Automatically Create NBA Highlights With a Few Lines of Python Code

Leveraging open-source computer vision models to generate basketball highlights

Published in

Better Programming

8 min readJul 6, 2022

We’re living in a world of fast consumption of content which is led by the likes of TikTok, Snapchat, Instagram, Twitter, Facebook, Youtube, and more.

Younger fans are embracing new ways of engaging with leagues with decreasing importance placed on watching games live.

Among U.S. sports fans ages 18–34, 58% of MLB fans, 54% of NBA fans, and 48% of NFL fans say they prefer watching highlights over full games, according to a survey by Variety Intelligence Platform (full article).

SOURCE: MARU GROUP FOR VARIETY INTELLIGENCE PLATFORM

Being a die-hard NBA fan living halfway around the world from the US where these games take place in the middle of the night, there is no bigger consumer of these highlights than I.

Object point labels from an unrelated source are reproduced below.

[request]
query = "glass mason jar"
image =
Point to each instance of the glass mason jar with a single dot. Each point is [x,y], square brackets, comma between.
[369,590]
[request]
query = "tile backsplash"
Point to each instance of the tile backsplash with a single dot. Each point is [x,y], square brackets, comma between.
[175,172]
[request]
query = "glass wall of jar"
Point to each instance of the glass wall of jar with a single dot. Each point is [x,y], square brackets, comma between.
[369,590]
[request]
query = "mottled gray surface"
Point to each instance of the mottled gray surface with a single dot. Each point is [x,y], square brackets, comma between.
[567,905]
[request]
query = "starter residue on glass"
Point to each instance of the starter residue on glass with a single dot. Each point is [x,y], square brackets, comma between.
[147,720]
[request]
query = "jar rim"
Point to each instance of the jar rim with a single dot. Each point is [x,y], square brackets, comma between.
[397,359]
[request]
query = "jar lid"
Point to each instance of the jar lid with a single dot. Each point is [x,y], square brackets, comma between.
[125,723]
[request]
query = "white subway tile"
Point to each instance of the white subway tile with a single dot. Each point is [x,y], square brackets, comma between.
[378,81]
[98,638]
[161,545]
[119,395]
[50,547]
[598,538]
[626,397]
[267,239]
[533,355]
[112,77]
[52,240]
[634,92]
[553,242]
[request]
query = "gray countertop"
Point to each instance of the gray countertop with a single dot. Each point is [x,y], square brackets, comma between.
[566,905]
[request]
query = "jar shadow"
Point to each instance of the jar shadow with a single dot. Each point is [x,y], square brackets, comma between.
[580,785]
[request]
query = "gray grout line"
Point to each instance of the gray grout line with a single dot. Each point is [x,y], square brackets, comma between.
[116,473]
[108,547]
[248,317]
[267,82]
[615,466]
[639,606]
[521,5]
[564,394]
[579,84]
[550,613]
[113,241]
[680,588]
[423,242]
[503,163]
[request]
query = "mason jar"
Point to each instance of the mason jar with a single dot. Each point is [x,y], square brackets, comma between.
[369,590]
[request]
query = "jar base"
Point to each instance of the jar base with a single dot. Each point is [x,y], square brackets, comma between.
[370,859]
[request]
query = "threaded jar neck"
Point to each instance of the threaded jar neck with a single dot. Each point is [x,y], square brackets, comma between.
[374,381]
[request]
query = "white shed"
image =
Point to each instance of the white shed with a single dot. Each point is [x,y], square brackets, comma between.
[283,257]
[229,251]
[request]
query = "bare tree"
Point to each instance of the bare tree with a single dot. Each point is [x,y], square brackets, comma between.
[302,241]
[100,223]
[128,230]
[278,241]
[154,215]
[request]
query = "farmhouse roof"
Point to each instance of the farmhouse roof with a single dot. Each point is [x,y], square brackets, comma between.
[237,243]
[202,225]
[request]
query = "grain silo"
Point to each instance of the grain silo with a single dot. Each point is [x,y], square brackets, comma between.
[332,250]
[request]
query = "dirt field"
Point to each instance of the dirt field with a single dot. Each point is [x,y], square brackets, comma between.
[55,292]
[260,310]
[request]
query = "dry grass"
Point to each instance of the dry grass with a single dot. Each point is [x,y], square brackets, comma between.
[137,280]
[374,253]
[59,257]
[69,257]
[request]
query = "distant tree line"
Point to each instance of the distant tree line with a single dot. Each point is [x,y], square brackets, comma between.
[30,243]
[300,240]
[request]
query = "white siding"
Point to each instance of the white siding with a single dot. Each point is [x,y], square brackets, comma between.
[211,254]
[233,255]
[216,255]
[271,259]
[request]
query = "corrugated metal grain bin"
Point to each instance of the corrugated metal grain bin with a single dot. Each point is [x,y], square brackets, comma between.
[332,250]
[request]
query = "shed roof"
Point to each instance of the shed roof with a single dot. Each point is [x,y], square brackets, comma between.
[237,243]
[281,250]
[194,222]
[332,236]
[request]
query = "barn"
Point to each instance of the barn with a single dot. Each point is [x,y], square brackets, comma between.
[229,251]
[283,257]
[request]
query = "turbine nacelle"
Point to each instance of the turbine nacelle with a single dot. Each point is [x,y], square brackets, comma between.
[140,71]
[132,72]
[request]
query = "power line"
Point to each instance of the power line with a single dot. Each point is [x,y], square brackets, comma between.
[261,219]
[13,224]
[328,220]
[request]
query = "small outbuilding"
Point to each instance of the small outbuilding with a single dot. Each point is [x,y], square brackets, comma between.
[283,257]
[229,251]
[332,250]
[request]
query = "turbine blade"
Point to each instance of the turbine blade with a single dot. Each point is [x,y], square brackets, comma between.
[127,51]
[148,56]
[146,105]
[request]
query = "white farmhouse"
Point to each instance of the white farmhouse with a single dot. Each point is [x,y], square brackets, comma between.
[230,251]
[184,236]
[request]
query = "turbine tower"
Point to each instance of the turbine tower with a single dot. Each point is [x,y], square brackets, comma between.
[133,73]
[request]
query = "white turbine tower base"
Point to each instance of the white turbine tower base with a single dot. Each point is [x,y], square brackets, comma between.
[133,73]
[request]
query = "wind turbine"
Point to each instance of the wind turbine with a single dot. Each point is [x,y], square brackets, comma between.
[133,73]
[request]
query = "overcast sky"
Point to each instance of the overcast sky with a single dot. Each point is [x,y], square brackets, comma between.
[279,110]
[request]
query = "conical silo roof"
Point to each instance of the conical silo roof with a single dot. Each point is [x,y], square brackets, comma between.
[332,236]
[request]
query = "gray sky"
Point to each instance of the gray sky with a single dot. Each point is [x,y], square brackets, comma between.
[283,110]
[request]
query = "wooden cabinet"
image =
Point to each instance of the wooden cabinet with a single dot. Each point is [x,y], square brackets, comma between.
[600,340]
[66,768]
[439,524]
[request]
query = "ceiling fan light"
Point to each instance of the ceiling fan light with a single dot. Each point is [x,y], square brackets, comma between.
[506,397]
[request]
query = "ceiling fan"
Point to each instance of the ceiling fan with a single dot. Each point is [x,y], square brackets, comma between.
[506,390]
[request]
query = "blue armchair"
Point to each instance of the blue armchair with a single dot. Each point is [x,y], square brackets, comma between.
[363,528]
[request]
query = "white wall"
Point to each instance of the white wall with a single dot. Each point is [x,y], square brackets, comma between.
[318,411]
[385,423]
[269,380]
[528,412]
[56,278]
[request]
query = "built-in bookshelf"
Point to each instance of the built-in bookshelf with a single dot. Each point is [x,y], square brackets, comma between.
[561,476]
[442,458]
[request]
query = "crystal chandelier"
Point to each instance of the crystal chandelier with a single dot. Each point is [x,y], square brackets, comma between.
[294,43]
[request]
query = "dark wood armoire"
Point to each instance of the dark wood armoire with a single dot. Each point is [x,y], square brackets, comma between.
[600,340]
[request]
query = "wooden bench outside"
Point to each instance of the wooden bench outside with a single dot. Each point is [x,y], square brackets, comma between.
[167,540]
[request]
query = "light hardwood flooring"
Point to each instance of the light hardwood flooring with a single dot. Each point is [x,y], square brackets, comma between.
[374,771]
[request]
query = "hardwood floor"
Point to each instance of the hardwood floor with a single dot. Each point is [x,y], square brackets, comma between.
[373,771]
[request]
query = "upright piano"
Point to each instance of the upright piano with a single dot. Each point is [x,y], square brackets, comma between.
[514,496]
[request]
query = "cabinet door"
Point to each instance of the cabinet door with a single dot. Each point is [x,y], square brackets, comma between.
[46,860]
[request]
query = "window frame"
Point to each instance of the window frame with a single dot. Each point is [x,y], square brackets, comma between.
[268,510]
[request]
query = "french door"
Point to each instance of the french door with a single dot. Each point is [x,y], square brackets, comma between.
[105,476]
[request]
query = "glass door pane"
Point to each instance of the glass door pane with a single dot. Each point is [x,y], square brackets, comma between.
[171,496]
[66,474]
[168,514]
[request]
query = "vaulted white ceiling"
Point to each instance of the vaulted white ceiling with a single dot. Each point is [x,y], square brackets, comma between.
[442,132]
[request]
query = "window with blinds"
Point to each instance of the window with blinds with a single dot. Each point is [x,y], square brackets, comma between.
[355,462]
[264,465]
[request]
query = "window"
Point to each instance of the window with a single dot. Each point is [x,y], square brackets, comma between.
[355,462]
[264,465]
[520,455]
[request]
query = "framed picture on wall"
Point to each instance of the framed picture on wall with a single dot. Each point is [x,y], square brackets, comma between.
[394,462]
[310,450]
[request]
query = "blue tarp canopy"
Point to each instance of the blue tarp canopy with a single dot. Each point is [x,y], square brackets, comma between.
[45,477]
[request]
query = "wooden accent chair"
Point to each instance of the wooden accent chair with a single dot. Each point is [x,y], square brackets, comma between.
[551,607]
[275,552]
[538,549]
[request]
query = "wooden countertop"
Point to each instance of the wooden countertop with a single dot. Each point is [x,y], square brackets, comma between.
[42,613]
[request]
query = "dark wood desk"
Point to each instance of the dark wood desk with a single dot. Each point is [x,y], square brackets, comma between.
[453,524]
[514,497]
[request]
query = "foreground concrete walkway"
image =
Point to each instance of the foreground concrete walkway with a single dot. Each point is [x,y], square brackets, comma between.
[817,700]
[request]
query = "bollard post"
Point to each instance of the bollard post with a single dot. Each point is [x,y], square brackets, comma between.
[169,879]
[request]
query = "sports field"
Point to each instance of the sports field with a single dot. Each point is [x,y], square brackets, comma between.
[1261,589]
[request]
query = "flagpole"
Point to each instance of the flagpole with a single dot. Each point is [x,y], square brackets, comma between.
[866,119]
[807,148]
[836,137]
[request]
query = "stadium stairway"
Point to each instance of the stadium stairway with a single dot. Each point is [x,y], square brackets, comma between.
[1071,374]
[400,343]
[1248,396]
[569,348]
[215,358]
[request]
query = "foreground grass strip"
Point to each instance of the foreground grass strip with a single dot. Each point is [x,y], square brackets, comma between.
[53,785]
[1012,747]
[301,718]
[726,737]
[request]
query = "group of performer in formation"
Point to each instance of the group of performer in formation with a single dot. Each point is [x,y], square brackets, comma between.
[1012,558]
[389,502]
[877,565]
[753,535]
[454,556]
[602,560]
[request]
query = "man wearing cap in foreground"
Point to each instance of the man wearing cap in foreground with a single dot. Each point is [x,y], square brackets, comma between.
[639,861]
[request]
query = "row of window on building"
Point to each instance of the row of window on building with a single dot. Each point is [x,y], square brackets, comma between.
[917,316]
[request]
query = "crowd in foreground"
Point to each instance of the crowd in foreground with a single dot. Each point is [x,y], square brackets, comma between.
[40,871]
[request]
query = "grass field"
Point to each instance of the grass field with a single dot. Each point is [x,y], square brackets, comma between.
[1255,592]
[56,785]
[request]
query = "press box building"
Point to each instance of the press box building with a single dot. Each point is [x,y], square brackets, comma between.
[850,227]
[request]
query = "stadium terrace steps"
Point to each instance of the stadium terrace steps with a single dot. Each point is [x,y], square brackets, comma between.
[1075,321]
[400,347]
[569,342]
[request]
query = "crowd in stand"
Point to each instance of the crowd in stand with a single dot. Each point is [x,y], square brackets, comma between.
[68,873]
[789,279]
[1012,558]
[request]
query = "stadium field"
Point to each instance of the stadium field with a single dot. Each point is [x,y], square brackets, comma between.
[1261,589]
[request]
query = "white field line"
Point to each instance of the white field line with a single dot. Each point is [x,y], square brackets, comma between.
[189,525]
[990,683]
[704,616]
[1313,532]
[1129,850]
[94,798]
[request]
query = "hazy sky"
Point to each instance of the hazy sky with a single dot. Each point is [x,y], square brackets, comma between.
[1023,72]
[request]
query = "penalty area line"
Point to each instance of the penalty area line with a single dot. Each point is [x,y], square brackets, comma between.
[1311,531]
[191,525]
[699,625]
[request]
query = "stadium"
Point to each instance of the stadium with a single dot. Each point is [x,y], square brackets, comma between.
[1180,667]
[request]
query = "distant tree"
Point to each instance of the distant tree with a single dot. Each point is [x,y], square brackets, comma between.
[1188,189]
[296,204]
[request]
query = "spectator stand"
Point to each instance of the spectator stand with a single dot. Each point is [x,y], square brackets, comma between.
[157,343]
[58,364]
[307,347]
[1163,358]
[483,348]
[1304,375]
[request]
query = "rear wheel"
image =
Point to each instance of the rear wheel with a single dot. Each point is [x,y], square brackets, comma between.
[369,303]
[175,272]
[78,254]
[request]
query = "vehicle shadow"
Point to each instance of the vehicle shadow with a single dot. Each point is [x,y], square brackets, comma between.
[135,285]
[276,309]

Needing no further motivation, I set out to create an automated process to create highlights of NBA games.

What

The goal of this project was to create these highlights using completely open source technologies and keep it as simple as possible.

How

There are many ways to try and find points of interest in games — sound analysis, motion detection, etc. There are companies that make a business of exactly this, using complex models to identify points of interest and create highlight clips. But these complex inputs and models do not necessarily equal more accurate results. Instead, I decided to rely on a steady and clear signal — a timestamped play-by-play account of the game matched with the game clock. So simple — yet so accurate. While this solution will not necessarily work in any sport, in the NBA (and basketball in general) the clock is sacred… so the reliability is very high with little to no effort, and the level of calculation is very low.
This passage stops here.